Ces artistes qui ne voulaient pas de la Tour Eiffel
Lundi 17 juin 2019
Modifié le : 24/06/19
Le 14 février 1887, le chantier de la Tour Eiffel vient tout juste de commencer. Gustave Eiffel a signé un mois plus tôt une convention avec l’État et la Ville de Paris lui accordant une concession de 20 ans pour le site de la Tour et une subvention couvrant le quart du prix de sa construction. C’est alors que parait en première page du journal "Le Temps", éminente publication de l’époque, une "Protestation des artistes contre la Tour de M. Eiffel". Parmi la quarantaine de signataires figurent les artistes les plus en vue de l’époque, tels le compositeur Charles Gounod, les écrivains Guy de Maupassant ou Alexandre Dumas fils, les poètes François Coppée, Leconte de Lisle ou Sully Prudhomme, les peintres William Bouguereau ou Ernest Meissonier, et même Charles Garnier, l’architecte de l’Opéra. Ces défenseurs de “la beauté jusqu’ici intacte de Paris” viennent protester “au nom du goût français méconnu, au nom de l'art et de l'histoire français menacés, contre l'érection, en plein cœur de notre capitale, de l'inutile et monstrueuse Tour Eiffel, que la malignité publique, souvent empreinte de bon sens et d'esprit de justice, a déjà baptisée du nom de tour de Babel. La ville de Paris va-t-elle donc s’associer plus longtemps aux baroques, aux mercantiles imaginations d’un constructeur de machines, pour s’enlaidir irréparablement et se déshonorer ? Car la tour Eiffel, dont la commerciale Amérique elle-même ne voudrait pas, c’est, n’en doutez pas, le déshonneur de Paris”. Et les protestataires de conclure en raillant cette “tour vertigineusement ridicule, dominant Paris, ainsi qu’une noire et gigantesque cheminée d’usine”, allongeant sur la ville entière “comme une tache d’encre l’ombre odieuse de l’odieuse colonne de tôle boulonnée”.

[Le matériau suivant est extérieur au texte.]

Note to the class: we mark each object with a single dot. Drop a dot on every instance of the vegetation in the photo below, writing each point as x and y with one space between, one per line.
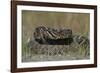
78 22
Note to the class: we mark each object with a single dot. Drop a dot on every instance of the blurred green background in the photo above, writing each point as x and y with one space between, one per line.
78 22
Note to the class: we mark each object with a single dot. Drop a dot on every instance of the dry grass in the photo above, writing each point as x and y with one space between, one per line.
78 22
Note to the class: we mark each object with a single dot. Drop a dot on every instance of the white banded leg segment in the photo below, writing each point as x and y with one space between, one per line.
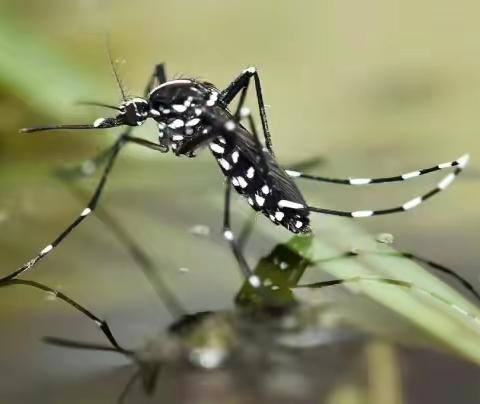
412 203
461 162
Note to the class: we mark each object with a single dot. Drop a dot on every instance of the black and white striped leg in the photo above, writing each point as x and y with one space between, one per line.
115 149
460 162
158 77
250 277
130 383
437 267
139 256
241 83
102 324
408 255
394 282
412 203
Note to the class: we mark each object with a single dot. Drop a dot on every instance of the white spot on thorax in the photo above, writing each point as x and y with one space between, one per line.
179 108
260 200
216 148
177 123
230 125
225 164
168 83
242 182
279 215
463 161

Les écrivains se mobilisent
D’autres réactions tout aussi virulentes s’étaient déjà manifestées l’année précédente. Ainsi la revue la "Construction Moderne" avait-elle lors de la publication des résultats du concours pour l’Exposition universelle critiqué la faisabilité de la Tour et notamment de ses ascenseurs. Des écrivains avaient surenchéri, tels Léon Bloy (“ce lampadaire véritablement tragique”), Paul Verlaine (“ce squelette de beffroi”), Coppée à nouveau (“ce mât de fer aux durs agrès, inachevé, confus, difforme”), Maupassant encore (“cette haute et maigre pyramide d'échelles de fer, squelette disgracieux et géant”), Joris-Karl Huysmans (“ce hideux pylône à grilles, ce grillage infundibuliforme, gloire du fil de fer et de la plaque, flèche de Notre-Dame de la Brocante”). Des riverains du Champ de Mars avaient aussi intenté un procès à Gustave Eiffel.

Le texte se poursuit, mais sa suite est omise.